The museum complex is quite large and encompasses nine different buildings. It has an impressive collection spanning many countries and eras. One could certainly spend a full day there and still not see everything. The museum is located at the west end of Hancock Park; the Page Museum, better known as the La Brea tar pits museum, is at the east end of the park.
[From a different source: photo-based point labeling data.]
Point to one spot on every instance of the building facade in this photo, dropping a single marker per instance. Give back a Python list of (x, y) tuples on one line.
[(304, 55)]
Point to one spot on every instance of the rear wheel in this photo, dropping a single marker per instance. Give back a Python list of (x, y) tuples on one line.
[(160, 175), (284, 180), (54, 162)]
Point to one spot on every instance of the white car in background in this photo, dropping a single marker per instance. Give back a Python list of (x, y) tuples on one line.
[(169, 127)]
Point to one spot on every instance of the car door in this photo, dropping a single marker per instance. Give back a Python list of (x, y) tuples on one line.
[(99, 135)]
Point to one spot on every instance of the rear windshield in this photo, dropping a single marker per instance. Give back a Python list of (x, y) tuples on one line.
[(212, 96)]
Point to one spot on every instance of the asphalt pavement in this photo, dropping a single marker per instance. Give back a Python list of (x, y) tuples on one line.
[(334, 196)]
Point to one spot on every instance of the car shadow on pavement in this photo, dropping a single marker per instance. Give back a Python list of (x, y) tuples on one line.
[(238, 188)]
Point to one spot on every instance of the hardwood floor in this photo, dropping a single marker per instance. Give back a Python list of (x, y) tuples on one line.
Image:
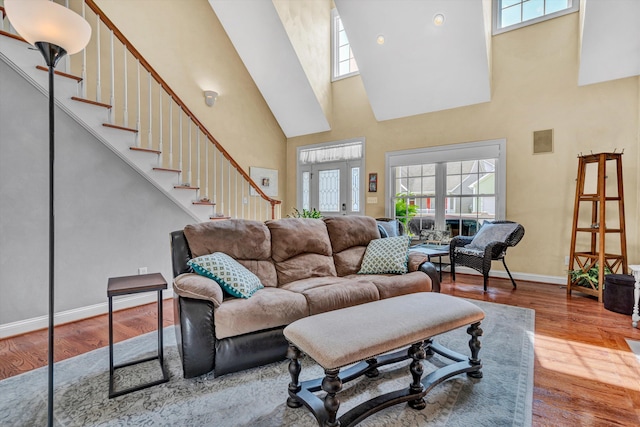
[(584, 372)]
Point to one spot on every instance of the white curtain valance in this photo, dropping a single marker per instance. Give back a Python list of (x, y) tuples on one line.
[(332, 153)]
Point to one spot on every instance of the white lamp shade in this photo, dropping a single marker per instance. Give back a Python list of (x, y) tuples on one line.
[(46, 21)]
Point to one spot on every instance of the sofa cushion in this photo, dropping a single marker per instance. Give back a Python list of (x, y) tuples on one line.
[(228, 273), (191, 285), (388, 255), (267, 308), (247, 241), (393, 285), (300, 249), (331, 293), (348, 231), (304, 266), (350, 236), (349, 260)]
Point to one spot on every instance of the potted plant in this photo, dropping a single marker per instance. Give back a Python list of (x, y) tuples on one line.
[(587, 278)]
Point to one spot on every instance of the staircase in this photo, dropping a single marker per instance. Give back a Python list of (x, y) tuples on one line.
[(137, 115)]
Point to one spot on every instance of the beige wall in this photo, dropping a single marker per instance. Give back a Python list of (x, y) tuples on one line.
[(534, 87), (186, 44), (308, 25)]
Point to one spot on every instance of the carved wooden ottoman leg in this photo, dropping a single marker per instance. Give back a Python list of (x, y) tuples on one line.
[(417, 353), (427, 347), (474, 344), (372, 372), (293, 353), (332, 384)]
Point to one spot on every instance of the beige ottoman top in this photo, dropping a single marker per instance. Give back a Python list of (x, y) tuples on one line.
[(349, 335)]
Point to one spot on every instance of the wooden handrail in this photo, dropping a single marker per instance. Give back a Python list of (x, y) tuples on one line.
[(92, 5)]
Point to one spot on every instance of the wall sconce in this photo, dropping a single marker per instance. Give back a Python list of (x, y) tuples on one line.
[(210, 97)]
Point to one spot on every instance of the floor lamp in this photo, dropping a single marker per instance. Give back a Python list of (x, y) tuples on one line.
[(55, 31)]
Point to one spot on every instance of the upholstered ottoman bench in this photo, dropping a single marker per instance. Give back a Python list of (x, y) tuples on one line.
[(365, 335)]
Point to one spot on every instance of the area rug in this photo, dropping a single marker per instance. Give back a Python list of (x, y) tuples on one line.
[(635, 347), (256, 397)]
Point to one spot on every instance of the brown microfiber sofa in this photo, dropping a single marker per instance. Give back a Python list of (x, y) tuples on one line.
[(307, 266)]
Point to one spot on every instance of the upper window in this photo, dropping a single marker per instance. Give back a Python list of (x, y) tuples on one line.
[(511, 14), (344, 64)]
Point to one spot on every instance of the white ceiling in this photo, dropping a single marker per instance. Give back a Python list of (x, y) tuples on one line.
[(260, 39), (421, 67), (610, 40)]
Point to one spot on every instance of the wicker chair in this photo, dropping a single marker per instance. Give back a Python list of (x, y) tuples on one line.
[(480, 258)]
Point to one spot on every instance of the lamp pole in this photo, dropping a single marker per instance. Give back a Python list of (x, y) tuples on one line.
[(52, 54), (55, 31)]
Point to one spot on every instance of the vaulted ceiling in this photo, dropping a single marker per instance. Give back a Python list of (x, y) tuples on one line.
[(421, 67)]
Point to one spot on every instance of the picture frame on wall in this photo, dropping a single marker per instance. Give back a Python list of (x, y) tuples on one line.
[(266, 179), (373, 182)]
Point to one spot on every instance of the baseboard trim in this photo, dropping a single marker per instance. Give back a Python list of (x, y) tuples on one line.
[(29, 325), (554, 280)]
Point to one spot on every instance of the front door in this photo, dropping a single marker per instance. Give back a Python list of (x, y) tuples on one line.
[(334, 188)]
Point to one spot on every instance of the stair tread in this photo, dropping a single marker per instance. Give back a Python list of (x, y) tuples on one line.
[(109, 125), (11, 35), (145, 150), (60, 73), (88, 101)]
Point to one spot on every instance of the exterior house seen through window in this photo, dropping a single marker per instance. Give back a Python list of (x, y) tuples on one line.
[(454, 190), (512, 14)]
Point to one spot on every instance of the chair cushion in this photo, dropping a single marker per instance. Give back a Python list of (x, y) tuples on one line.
[(386, 255), (489, 233), (228, 273)]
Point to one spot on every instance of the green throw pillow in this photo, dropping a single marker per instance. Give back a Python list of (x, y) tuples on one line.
[(232, 276), (387, 255)]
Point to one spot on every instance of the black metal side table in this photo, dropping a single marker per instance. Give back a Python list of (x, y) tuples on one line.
[(131, 285)]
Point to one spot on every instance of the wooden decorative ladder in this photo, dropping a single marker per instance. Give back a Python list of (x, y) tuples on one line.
[(596, 236)]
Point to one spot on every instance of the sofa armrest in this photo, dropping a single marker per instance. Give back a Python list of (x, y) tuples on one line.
[(195, 335), (191, 285), (430, 270), (419, 262)]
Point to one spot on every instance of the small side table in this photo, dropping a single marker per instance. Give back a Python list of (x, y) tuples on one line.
[(132, 285), (433, 251), (635, 317)]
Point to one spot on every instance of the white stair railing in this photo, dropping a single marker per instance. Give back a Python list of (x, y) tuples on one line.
[(200, 163)]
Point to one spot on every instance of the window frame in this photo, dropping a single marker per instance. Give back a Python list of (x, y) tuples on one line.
[(496, 148), (335, 50), (497, 7)]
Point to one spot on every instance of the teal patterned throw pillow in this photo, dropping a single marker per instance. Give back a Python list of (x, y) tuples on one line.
[(232, 276), (387, 255)]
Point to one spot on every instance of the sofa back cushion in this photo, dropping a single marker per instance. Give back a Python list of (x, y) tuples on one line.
[(300, 249), (350, 236), (248, 242)]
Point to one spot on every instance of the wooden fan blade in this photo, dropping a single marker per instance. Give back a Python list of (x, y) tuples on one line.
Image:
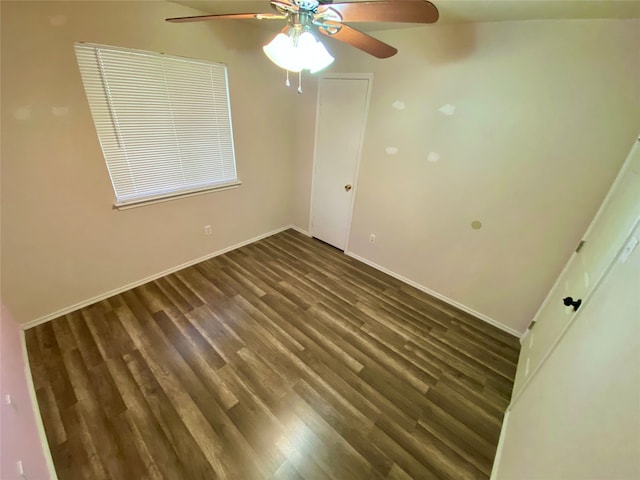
[(360, 40), (409, 11), (230, 16)]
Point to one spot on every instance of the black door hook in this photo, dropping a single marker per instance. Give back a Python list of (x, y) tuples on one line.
[(570, 302)]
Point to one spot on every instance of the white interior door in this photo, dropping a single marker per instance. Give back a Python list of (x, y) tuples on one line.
[(340, 123), (604, 237), (579, 417)]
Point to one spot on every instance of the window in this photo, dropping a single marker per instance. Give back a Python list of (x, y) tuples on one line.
[(163, 122)]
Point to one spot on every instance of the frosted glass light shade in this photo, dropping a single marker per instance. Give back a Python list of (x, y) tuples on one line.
[(282, 52), (295, 54)]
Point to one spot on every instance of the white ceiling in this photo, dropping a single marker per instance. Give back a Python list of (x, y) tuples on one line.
[(462, 11)]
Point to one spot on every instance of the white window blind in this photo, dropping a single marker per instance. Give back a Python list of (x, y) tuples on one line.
[(164, 122)]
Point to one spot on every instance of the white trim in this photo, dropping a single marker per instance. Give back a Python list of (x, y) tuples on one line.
[(116, 291), (625, 166), (36, 410), (356, 173), (300, 230), (439, 296), (575, 316), (498, 456)]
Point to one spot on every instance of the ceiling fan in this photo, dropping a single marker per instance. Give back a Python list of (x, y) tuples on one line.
[(295, 45)]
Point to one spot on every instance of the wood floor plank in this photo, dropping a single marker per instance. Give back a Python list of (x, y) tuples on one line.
[(284, 359)]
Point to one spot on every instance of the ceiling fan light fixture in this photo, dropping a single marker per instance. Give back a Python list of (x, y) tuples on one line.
[(281, 51), (298, 51)]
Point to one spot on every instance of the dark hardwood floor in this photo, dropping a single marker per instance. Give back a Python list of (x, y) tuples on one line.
[(283, 359)]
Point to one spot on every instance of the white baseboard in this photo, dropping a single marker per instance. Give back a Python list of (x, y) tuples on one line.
[(300, 230), (439, 296), (116, 291), (498, 456), (36, 410)]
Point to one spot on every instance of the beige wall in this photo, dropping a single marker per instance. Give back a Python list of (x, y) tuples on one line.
[(62, 243), (546, 112), (579, 418)]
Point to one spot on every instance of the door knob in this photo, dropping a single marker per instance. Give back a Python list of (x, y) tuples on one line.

The park is a fun place to stroll, and features the novel sight of various tar pits large and small interspersed throughout the lawn area that makes up the park. The aroma of liquid tar may not be to everyone’s taste, however!

We parked at the east end of Hancock Park, in the lot that is actually associated with the Page Museum. That lot cost $9 – the weekend rate – and put us closer to our favorite area restaurant, Johnnie’s New York Pizzeria. (There is also parking in a garage at the west end of the museum, which costs a little more.)

We met up with our youngest daughter and her boyfriend for lunch at Johnnie’s before going over to the museum. Margaret surprised us by choosing something other than her regular dish, turkey panini. This time she had what Johnny’s calls its Italian quesadilla – thin pizza dough with melted mozzarella and pesto sauce. It was quite good. The young people had other plans so did not join us at LACMA. Discussion over lunch of our visit to the Torrey Pines reserve prompted Margaret to recall a very large white pine which grew in the yard at the Dresden Avenue home where she grew up, in Gardiner, Maine.

Admission to LACMA is $15 for adults, $10 for seniors. Bank of America customers who visit on the first full weekend of the month can get in free by showing a B of A debit or credit card. Wheelchair accessibility is good, although one sometimes has to hunt for the ramps and interconnecting bridges between buildings.